В. Петрушко. Патриарх Никон. К 400-летию со дня рождения. Богослужебная реформа

Церковная реформа Патриарха Никона, повлекшая за собой возникновение старообрядческого раскола, нередко воспринимается как главная цель его деятельности. На самом деле она была, скорее, средством. Во-первых, через реформу Патриарх угождал царю, чающему стать вселенским православным государем – именно с этого и началось возвышение Никона. Во-вторых, благодаря преобразованиям Никон укреплял свое положение и мог надеяться, со временем, стать таким же вселенским Патриархом.

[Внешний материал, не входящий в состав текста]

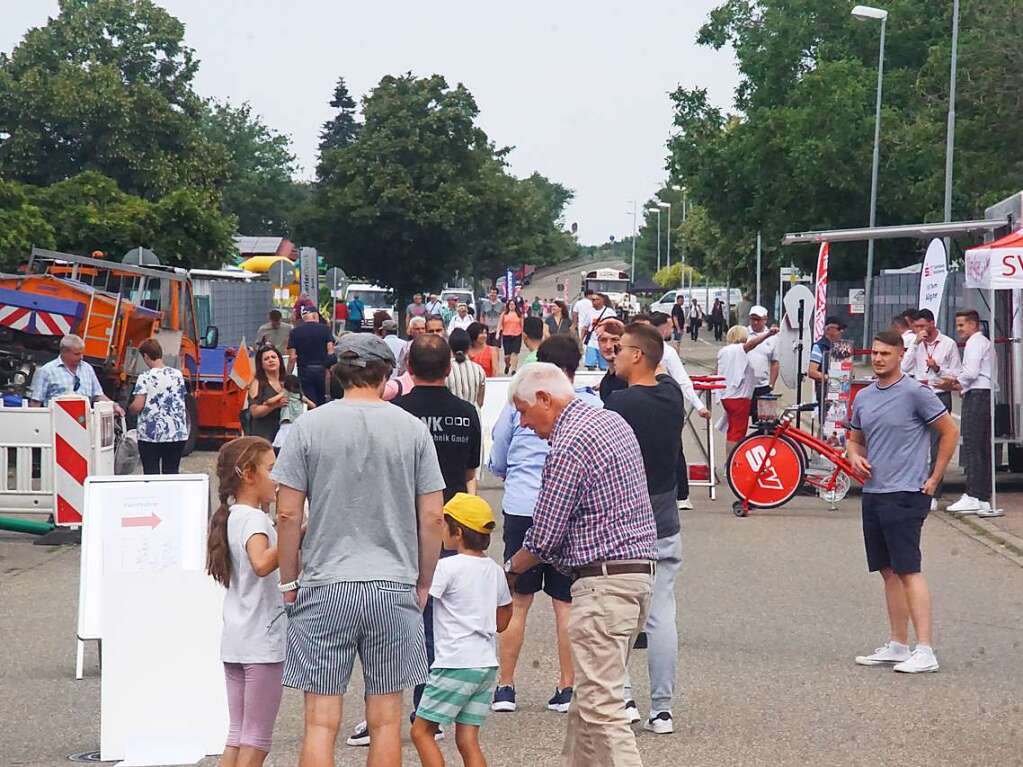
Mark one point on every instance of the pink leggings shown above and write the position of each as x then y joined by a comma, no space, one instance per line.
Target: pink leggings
254,692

Начинались реформы со ставшего уже традиционным для Москвы дела книжной справы. До своего Патриаршества Никон отнюдь не был грекофилом, а наоборот, придерживался убеждений, типичных для московских консерваторов. Никон был начитан, но не имел систематического богословского образования, не знал греческого и не понимал сути книжной справы, хотя бы даже на уровне справщиков начала XVII в. Тем не менее, сблизившись с Алексеем Михайловичем, будущий Патриарх очень скоро переориентировался и стал приверженцем реформ по греческому образцу.

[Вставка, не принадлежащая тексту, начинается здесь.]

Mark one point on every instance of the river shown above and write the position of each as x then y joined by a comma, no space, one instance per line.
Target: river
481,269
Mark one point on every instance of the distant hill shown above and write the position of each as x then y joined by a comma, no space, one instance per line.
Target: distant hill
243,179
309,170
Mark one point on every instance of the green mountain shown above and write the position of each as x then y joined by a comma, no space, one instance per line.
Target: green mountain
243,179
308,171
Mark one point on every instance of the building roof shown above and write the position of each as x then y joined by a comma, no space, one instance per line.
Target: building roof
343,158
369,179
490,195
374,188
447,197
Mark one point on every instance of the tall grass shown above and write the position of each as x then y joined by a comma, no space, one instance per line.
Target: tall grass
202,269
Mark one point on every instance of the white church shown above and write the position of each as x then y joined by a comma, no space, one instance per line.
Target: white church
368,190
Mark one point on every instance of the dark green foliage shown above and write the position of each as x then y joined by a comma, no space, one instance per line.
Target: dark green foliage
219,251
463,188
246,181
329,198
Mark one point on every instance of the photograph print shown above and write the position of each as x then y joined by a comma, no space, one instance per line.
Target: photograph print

В Патриаршество Никона книжная справа стала осуществляться по греческому образцу, причем, не по старым, а по современным изданиям. Патриарха мало волновала проблема поиска первичного, исторически неискаженного варианта чинопоследований и текстов. Гораздо важнее ему казался вопрос унификации православного богослужения в видах централизации православного мира под главенством России, царя Алексея и, конечно же, его самого. При Никоне стали трудиться новые справщики. Наиболее видным из них был знаменитый киевский иеромонах Епифаний Славинецкий. Крупнейшим учеником Епифания стал инок Чудова монастыря иеродиакон Евфимий. Среди новых справщиков также выделялись иеромонах Савватий и Иван Озеров, ученик Киево-Могилянской коллегии и ртищевской школы в Андреевском монастыре.

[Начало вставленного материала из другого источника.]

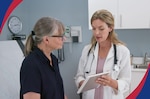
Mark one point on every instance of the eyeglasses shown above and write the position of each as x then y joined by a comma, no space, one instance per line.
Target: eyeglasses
60,36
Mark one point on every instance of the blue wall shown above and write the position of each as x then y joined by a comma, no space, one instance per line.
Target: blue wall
73,13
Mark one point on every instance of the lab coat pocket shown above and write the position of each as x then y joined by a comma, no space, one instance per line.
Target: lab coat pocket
115,74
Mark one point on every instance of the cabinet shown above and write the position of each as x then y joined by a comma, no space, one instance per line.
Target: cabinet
128,14
137,76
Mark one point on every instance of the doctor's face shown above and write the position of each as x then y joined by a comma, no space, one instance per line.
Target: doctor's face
100,30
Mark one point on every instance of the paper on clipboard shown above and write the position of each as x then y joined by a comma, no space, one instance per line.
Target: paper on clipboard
90,83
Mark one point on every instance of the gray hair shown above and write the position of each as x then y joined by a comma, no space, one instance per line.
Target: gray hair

К сожалению, заметное место среди справщиков при Патриархе Никоне занял и такой одиозный деятель, как Арсений Грек. Справщики в большинстве своем были людьми не только учеными, но и безупречно нравственными. Арсений же на их фоне выглядел не только отъявленным авантюристом, но и совершенно аморальным типом, чья скандальная репутация сильно повредила Никоновским реформам и способствовала их дискредитации. Грек Арсений, рожденный в Османской империи, дважды изменял Православию, перейдя сначала в униатство, а затем в ислам. Арсений бежал из Турции в Западную Русь, откуда перебрался в Москву. Но когда в Российской столице стали известны подробности его биографии, афериста отправили в ссылку на Соловки. В Соловецком монастыре Арсений Грек буквально изумил тамошних монахов своей исключительно богатой эрудицией и столь же феноменальной нечестивостью. Здесь, на Соловках, Арсения и заприметил в 1652 г. Новгородский митрополит Никон, приехавший в монастырь за мощами св. Митрополита Филиппа (Колычева). Никон взял ученого грека в Москву и поместил его в основанную Епифанием Славинецким в Чудовом монастыре латино-греческую школу. Личность Арсения и его участие в книжной справе впоследствии вызвали сильные нарекания со стороны противников реформ. Особенно негодовала Соловецкая братия. Иноки были до крайности раздражены на Никона за то, что он вывез из Соловецкой обители мощи очень почитаемого здесь св. Филиппа. Но в их памяти прочно запечатлелся и другой факт: одновременно будущий Патриарх увез с Соловков и привлек к делу справы Арсения. Оба этих неприятных для соловецкой братии события оказались тесно сопряженными в сознании иноков. Впоследствии, когда начались реформы, негативное отношение к ним на Соловках было в значительной степени сформировано обидой на Никона и отвращением к Арсению. Именно в этом крылась основная причина оппозиционного настроя Соловецкой братии, вылившаяся потом в знаменитое «Соловецкое осадное сидение».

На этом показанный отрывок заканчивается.